Morella's name died with her at her death. Of the mother I had never spoken to the daughter, it was impossible to speak. Indeed, during the brief period of her existence, the latter had received no impressions from
the outward world, save such as might have been afforded by the narrow limits of her privacy. But at length the ceremony of baptism presented to my mind, in its unnerved and agitated condition, a present deliverance from the terrors of my destiny. And at the baptismal font I hesitated for a name. And many titles of the wise and beautiful, of old and modern times, of my own and foreign lands, came thronging to my lips, with many, many fair titles of the gentle, and the happy, and the good. What prompted me then to disturb the memory of the buried dead?

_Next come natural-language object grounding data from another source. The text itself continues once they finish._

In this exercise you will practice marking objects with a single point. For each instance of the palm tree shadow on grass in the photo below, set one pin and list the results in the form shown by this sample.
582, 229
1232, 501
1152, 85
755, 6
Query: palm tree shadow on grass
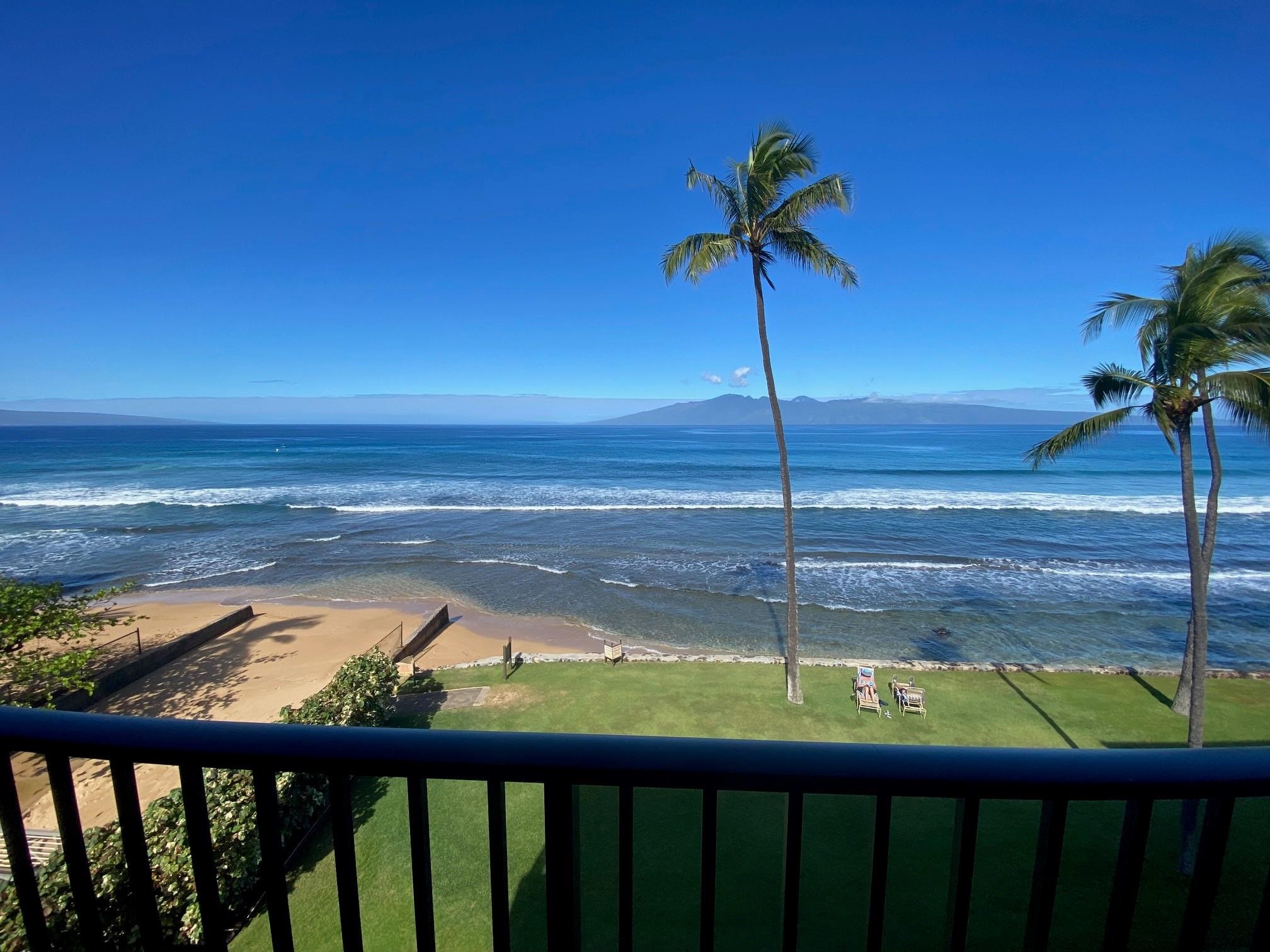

What demon urged me to breathe that sound, which in its very recollection was wont to make ebb the purple blood in torrents from the temples to the heart? What
fiend spoke from the recesses of my soul, when amid those dim aisles, and in the silence of the night, I whispered within the ears of the holy man the syllables- Morella? What more than fiend convulsed the features of my child, and overspread them with hues of death, as starting at that scarcely audible sound, she turned her glassy eyes from the earth to heaven, and falling prostrate on the black slabs of our ancestral vault, responded- "I am here!" Distinct, coldly, calmly distinct, fell those few simple sounds within my ear, and thence like molten lead rolled hissingly into my brain.